Lost In Space

It’s been a rough week for commercial space travel.

First, on Tuesday an un-manned commercial supply rocket bound for the International Space Station, exploded after liftoff. The accident prompted criticism over NASA’s reliance on private corporations to launch payloads, now that the space shuttle program has been mothballed.

Then, on Friday Virgin Galactic’s Space Ship Two, “…a prototype passenger rocket broke up during a test flight, scattering debris over the Mojave Desert and killing one pilot while seriously injuring the other.”

By my count the private space program is batting o-2.

This story points to a larger problem in the US–the steadfast belief in the superiority of the private sector in relation to government. Since President Reagan famously declared government the problem and not the solution, there has been an unprecedented propaganda campaign to demonize the public sector. As I’ve pointed out ad-nauseum, belief in this fable is dependent on imbibing a large glass of ideological Cool-Aid.

In fact, government drives innovation not the private sector. Private business just benefits from this government investment, paid for by we the taxpayers. Naked Capitalism recently had an excellent segment deconstructing this pernicious falsehood.

“Innovation is not led by the private sector; it lacks the long term horizons and risk appetite to do so. Instead, the most innovative countries and regions have the state playing a very active role, not just in funding basic research or making sure markets work properly, as in limiting anti-competitive practices that can stymie new entrants. Instead, the state plays an active role along the entire value chain. One result of the wide-spread misperception that the private sectors deserves most of the credit is that businesses are able to skim a disproportionate level of the returns for themselves.”

This brings us back to the problem we face in this country of disproportionate corporate power and rampant inequality. The ideology of private innovation is one of the main justifications for this state of affairs. As a result, we end up allowing corporations and individuals to profit for investments that we paid for. As an example, look at high tech firms Apple and Google, whose success is dependent on government investments in R&D. They profited enormously from this arrangement and now, in a perverse form of payback are using innovative tax avoidance gimmicks to avoid paying taxes on the profits they received from taxpayer largess.

Who says this isn’t a great country?

This disparagement of government has become one of the ways in which conservative ideas have become sacred, but also enormously profitable.
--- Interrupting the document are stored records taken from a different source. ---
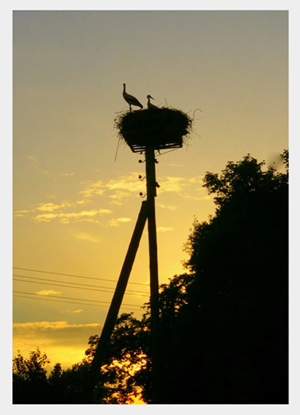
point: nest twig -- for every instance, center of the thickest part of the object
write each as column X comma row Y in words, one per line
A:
column 160, row 128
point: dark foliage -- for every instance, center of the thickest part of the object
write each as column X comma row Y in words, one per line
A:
column 223, row 324
column 230, row 343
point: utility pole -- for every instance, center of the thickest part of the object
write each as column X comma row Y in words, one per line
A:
column 145, row 131
column 147, row 212
column 153, row 264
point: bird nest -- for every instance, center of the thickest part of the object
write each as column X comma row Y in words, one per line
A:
column 160, row 128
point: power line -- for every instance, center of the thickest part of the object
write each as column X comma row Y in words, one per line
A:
column 73, row 285
column 35, row 296
column 76, row 276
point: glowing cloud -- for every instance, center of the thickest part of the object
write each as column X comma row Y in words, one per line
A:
column 64, row 217
column 164, row 229
column 117, row 222
column 85, row 236
column 48, row 292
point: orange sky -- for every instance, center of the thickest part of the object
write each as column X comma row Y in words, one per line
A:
column 76, row 188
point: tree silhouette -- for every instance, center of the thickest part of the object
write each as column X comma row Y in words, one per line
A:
column 223, row 324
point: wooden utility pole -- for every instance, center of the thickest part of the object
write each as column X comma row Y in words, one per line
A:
column 147, row 212
column 115, row 305
column 151, row 194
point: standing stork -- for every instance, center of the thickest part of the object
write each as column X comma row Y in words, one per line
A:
column 150, row 106
column 130, row 99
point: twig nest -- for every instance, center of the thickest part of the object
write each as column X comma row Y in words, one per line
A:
column 161, row 128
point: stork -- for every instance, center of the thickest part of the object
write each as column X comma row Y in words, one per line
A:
column 150, row 106
column 130, row 99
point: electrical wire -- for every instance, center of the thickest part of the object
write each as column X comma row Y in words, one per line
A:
column 73, row 285
column 76, row 276
column 69, row 286
column 36, row 296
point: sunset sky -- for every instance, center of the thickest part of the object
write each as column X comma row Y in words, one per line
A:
column 75, row 185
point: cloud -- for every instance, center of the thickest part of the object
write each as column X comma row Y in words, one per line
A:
column 48, row 292
column 119, row 196
column 62, row 342
column 22, row 213
column 168, row 207
column 85, row 236
column 128, row 183
column 164, row 229
column 50, row 207
column 65, row 217
column 72, row 311
column 117, row 222
column 93, row 189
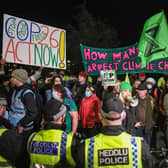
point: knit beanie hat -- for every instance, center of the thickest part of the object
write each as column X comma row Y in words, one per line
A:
column 53, row 110
column 20, row 74
column 124, row 86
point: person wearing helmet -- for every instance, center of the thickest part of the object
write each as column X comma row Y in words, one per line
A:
column 113, row 147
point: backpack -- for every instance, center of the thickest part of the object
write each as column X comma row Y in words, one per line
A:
column 40, row 105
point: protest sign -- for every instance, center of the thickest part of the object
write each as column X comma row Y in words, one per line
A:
column 122, row 60
column 108, row 78
column 31, row 43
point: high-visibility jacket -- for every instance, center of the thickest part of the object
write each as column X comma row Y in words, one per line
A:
column 3, row 162
column 106, row 151
column 49, row 147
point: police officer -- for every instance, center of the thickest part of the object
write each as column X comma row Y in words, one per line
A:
column 113, row 147
column 52, row 146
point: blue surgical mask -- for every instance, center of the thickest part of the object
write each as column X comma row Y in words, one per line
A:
column 149, row 87
column 87, row 93
column 54, row 95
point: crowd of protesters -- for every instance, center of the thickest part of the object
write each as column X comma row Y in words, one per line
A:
column 27, row 94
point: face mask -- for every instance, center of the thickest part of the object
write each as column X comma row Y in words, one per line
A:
column 149, row 86
column 87, row 93
column 54, row 95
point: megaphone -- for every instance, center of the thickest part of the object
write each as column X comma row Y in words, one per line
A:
column 133, row 101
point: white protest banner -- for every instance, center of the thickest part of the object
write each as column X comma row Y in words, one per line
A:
column 31, row 43
column 108, row 77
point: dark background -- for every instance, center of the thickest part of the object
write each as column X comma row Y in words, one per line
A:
column 126, row 17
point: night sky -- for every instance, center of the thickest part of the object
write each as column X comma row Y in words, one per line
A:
column 127, row 17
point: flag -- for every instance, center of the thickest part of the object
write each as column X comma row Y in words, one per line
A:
column 127, row 78
column 153, row 42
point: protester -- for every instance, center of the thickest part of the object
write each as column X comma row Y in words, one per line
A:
column 144, row 114
column 142, row 77
column 78, row 90
column 125, row 96
column 52, row 147
column 89, row 112
column 11, row 149
column 23, row 109
column 113, row 147
column 135, row 85
column 111, row 90
column 4, row 122
column 71, row 120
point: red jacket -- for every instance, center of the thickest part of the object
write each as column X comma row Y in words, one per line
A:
column 89, row 110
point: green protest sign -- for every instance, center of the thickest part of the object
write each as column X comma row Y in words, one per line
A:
column 31, row 43
column 122, row 60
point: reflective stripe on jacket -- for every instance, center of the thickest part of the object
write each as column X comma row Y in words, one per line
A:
column 121, row 151
column 49, row 147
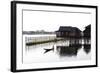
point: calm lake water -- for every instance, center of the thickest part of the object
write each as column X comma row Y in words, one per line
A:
column 64, row 50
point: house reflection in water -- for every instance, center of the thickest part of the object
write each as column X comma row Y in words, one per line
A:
column 69, row 32
column 87, row 48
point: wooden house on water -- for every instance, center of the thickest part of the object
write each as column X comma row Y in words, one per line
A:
column 87, row 32
column 68, row 32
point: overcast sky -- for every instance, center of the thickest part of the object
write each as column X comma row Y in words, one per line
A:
column 51, row 21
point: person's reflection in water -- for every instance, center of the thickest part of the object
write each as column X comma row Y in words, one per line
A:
column 68, row 50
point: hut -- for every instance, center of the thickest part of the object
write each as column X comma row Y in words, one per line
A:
column 87, row 32
column 68, row 32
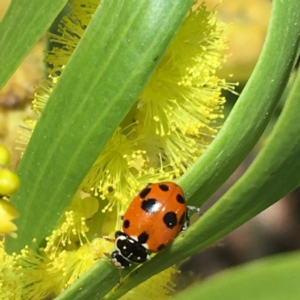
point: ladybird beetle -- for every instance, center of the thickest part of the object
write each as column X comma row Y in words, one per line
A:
column 155, row 217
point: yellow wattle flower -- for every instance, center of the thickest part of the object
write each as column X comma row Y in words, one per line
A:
column 7, row 214
column 173, row 122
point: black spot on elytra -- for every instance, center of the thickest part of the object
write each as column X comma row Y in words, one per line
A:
column 161, row 247
column 182, row 218
column 151, row 206
column 143, row 237
column 180, row 198
column 145, row 192
column 170, row 219
column 126, row 224
column 164, row 187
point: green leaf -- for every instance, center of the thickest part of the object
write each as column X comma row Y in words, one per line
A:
column 23, row 25
column 101, row 82
column 274, row 173
column 254, row 108
column 275, row 278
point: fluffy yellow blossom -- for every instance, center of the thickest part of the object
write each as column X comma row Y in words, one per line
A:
column 7, row 214
column 172, row 123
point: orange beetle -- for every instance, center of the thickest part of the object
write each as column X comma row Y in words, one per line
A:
column 154, row 218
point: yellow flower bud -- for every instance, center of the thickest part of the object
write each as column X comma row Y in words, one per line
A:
column 9, row 182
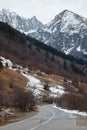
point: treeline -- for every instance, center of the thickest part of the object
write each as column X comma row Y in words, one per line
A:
column 19, row 98
column 23, row 39
column 56, row 52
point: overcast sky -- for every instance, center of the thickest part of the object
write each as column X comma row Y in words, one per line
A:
column 44, row 10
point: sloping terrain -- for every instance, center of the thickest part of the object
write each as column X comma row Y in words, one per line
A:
column 35, row 55
column 67, row 32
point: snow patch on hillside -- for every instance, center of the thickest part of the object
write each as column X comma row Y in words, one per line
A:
column 6, row 62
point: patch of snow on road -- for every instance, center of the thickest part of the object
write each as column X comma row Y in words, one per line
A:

A strong government that employs rules and regulations to promote a common good is a threat to profits. In fact the modern conservative movement, as investigative journalist Robert Parry, relates, “…has regarded the regulatory powers of the federal government as a threat to the ability of rich industrialists to operate corporations and to control the economy without regard to the larger public good.”

However, the idea that government is inherently evil and incompetent, while useful in advancing conservative policies, hides a deeper and darker secret. Despite the constant depiction of government as a evil bureaucracy when it comes to enforcing rules and regulations that protect the common good, our elite actually welcomes a strong activist government when it enables their looting and further consolidation of corporate power.

As Philip Mirowski concludes with his seminal study of neoliberalism: Never Let a Serious Crisis Go to Waste, neoliberalism differs from laissez-faire in that its insistence on the use of markets for everything actually requires “strong uses of state intervention.”

We can see that clearly with the space travel story, mentioned earlier. Richard Branson’s Virgin Galactic was planning on using the $250 million dollar Spaceport America in New Mexico to launch well paying tourists into space. “Taxpayers footed the bill to build the state-of-the-art hanger and runway in a remote stretch of desert in southern New Mexico as part of a plan devised by Branson and former New Mexico Gov. Bill Richardson.”

What we are left with, I suppose, is to examine carefully what government is used for. Our government can promote policies that promote the common good or they can promote policies that further enrich the 1%.

Insisting on the common good, is what makes progressive politics. Unfortunately, what we have in the US are two political parties pursuing policies that enrich the 1%.

Coke or Pepsi. Not much of a choice and they’re both bad for you.*

 

* Not my quote. Read it online, not sure where.